Crítica Euphoria S1: as lágrimas de Rue

Euphoria, drama da HBO que recentemente exibiu o oitavo e último episódio da primeira temporada, causou alvoroço em sua estreia. Aparentemente é muito chocante ver um punhado de pênis, além de mostrar jovens norte-americanos perdidos em uma rotina com sexo e drogas.

A atração criada por Sam Levinson prometia cenas ainda mais fortes no decorrer dos capítulos. Não que o assunto tenha virado um conto de fadas, mas certamente as imagens explícitas do começo eram mais um chamariz para criar burburinho, polêmica e, consequentemente, alguma audiência de curiosos para saber o que havia de tão estarrecedor na produção.

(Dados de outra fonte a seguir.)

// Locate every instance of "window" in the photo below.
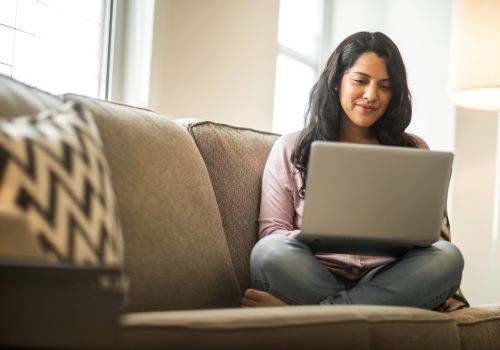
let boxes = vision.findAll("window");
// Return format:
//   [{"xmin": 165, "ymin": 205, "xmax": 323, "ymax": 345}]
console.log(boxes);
[
  {"xmin": 273, "ymin": 0, "xmax": 327, "ymax": 134},
  {"xmin": 0, "ymin": 0, "xmax": 111, "ymax": 98}
]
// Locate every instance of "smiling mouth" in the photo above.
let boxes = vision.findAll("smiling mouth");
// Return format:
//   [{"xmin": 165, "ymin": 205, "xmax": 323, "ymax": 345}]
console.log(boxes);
[{"xmin": 356, "ymin": 104, "xmax": 377, "ymax": 112}]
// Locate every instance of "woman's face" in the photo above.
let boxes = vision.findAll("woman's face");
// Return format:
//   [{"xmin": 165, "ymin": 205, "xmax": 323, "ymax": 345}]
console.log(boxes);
[{"xmin": 339, "ymin": 52, "xmax": 392, "ymax": 137}]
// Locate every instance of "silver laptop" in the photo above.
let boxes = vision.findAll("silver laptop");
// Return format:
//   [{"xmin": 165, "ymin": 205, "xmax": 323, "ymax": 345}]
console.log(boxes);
[{"xmin": 298, "ymin": 141, "xmax": 453, "ymax": 255}]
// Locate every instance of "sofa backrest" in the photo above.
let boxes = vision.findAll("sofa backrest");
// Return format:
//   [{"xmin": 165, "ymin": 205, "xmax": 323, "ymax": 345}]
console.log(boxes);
[
  {"xmin": 60, "ymin": 95, "xmax": 240, "ymax": 311},
  {"xmin": 177, "ymin": 120, "xmax": 278, "ymax": 290},
  {"xmin": 0, "ymin": 74, "xmax": 63, "ymax": 119}
]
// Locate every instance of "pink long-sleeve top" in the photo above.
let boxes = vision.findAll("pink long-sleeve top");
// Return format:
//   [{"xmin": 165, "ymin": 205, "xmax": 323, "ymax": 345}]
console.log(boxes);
[{"xmin": 259, "ymin": 132, "xmax": 427, "ymax": 280}]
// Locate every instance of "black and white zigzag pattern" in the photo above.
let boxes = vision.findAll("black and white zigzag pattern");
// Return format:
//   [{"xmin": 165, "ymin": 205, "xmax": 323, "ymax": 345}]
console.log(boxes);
[{"xmin": 0, "ymin": 103, "xmax": 122, "ymax": 266}]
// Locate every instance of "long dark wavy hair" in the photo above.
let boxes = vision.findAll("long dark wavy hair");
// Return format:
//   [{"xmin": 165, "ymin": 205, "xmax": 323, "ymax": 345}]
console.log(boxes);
[{"xmin": 291, "ymin": 32, "xmax": 417, "ymax": 198}]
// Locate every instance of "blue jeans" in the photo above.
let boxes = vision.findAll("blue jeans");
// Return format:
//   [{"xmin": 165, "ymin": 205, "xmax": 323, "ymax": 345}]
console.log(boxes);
[{"xmin": 250, "ymin": 234, "xmax": 464, "ymax": 309}]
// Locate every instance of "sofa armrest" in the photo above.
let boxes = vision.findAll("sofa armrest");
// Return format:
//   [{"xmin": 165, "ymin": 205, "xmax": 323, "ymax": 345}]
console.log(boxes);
[{"xmin": 0, "ymin": 261, "xmax": 123, "ymax": 348}]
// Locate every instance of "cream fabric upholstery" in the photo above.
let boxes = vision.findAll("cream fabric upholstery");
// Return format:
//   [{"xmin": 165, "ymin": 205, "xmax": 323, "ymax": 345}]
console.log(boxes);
[{"xmin": 64, "ymin": 95, "xmax": 240, "ymax": 311}]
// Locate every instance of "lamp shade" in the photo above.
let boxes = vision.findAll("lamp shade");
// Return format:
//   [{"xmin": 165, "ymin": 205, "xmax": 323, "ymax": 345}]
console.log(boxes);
[{"xmin": 450, "ymin": 0, "xmax": 500, "ymax": 111}]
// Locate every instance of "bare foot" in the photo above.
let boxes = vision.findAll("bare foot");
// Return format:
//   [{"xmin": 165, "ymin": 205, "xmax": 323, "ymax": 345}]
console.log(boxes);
[{"xmin": 241, "ymin": 288, "xmax": 288, "ymax": 307}]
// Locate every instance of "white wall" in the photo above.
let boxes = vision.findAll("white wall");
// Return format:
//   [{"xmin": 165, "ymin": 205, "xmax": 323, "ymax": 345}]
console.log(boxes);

Logo a gratuidade de algumas cenas perdeu espaço para o principal de qualquer série: o desenrolar do enredo. Com o foco no que realmente importa, sem perder a quedinha básica por ousadia que marca todas as produções da HBO, a trama foi encaixando as peças para dar o seu recado.

Rue, nossa protagonista vivida pela atriz e cantora Zendaya, é uma jovem acostumada a tomar medicamentos controlados desde muito cedo. A morte do seu pai aprofundou os problemas que tinha, levando-a ainda na adolescência a ter a primeira overdose.

Nós passamos a acompanhá-la a partir de sua saída da reabilitação. É nesse momento que ela enxerga pela primeira vez Jules, interpretada pela modelo e atriz transexual Hunter Schafer. As duas logo tornam-se próximas, entram em uma relação que aos poucos extrapola o limite da amizade.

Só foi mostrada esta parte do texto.